Intense hydrodynamic regime creation can avoid the separation of emulsified oil problems [22]. In addition, in this case, such effects as the film formation on the separation surfaces, etc., may occur [23]. The SPR-separator with a spiral packing (turbo-spiral), which ensures a high intensity of the separation process, was considered in [24]. The turbo-spiral is designed to direct the incoming flow in the radial direction by centrifugal forces. As a result of the study, a method of the SPR separator numerical simulation was proposed. It allows determining the main hydrodynamic parameters of the separation process, separation efficiency, hydraulic resistance, the magnitude, and direction of the dispersed phase velocities, etc. The results of the numerical simulation point out that the action of centrifugal forces are provided separation efficiency. The separation efficiency was calculated using the dependence and its compounds. The usage of this separators type at the separating oil products stage may significantly increase the degree of wastewater treatment and the intensity of the presented unit.

5 Conclusions

Modern industrial methods of oil field development require new equipment with a high cleaning effect and a single capacity, tightness, and ease of factory manufacture and installation. As shown by technical and economic comparisons, the introduction of cylindrical counter-current hydrocyclones can produce a significant economic effect. Simultaneously, the amount of capital investment for the construction of treatment facilities is reduced several times, and operating costs are reduced by 15%, improving the sanitary and environmental conditions of operation of the plant.
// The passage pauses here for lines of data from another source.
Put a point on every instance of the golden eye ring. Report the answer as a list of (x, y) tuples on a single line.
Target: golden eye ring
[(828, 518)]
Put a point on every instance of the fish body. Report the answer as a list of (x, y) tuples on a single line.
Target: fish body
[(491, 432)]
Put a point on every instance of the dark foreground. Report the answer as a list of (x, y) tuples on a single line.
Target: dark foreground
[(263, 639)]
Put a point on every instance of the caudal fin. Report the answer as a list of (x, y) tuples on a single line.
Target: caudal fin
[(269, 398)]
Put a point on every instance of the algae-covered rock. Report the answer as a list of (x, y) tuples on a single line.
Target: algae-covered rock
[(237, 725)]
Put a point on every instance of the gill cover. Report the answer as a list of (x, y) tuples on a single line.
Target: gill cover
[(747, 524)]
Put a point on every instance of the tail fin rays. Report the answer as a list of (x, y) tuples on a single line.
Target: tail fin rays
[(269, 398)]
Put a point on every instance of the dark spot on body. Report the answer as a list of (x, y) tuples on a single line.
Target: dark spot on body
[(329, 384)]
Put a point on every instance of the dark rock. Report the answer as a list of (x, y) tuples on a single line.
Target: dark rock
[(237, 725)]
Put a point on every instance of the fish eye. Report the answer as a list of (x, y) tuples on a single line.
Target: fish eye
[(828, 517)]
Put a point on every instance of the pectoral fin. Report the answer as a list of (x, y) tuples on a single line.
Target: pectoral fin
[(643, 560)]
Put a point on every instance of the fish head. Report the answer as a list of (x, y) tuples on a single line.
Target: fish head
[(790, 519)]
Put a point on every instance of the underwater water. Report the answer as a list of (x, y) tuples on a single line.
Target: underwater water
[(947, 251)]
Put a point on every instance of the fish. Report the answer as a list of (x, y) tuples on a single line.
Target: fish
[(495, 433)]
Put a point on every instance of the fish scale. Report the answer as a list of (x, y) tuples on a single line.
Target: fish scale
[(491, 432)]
No less important advantage of the scheme with hydrocyclones is significant space savings. In this case, the area occupied by the hydrocyclone installation is 10 times less than the area that would be required for the placement of settling tanks for a similar purpose. This indicator is often the main and determining factor when choosing a particular method of wastewater treatment.

Thus, to protect the environment from reservoir water pollution, the following measures are necessary: ensuring deep treatment of oilfield wastewater; extensive use of anti-corrosion coatings and chemical reagents for corrosion protection of oil-producing equipment; full sewage use obtained in the field in the reservoir pressure maintenance system; monitoring of the state of surface water and the quality of wastewater used in the reservoir pressure maintenance system.

The future is to conduct numerical and physical studies of hydrocyclone equipment to aim for technological and design optimization. Optimal operating parameters determination of a hydrocyclone for wastewater treatment and implementation of the results into production.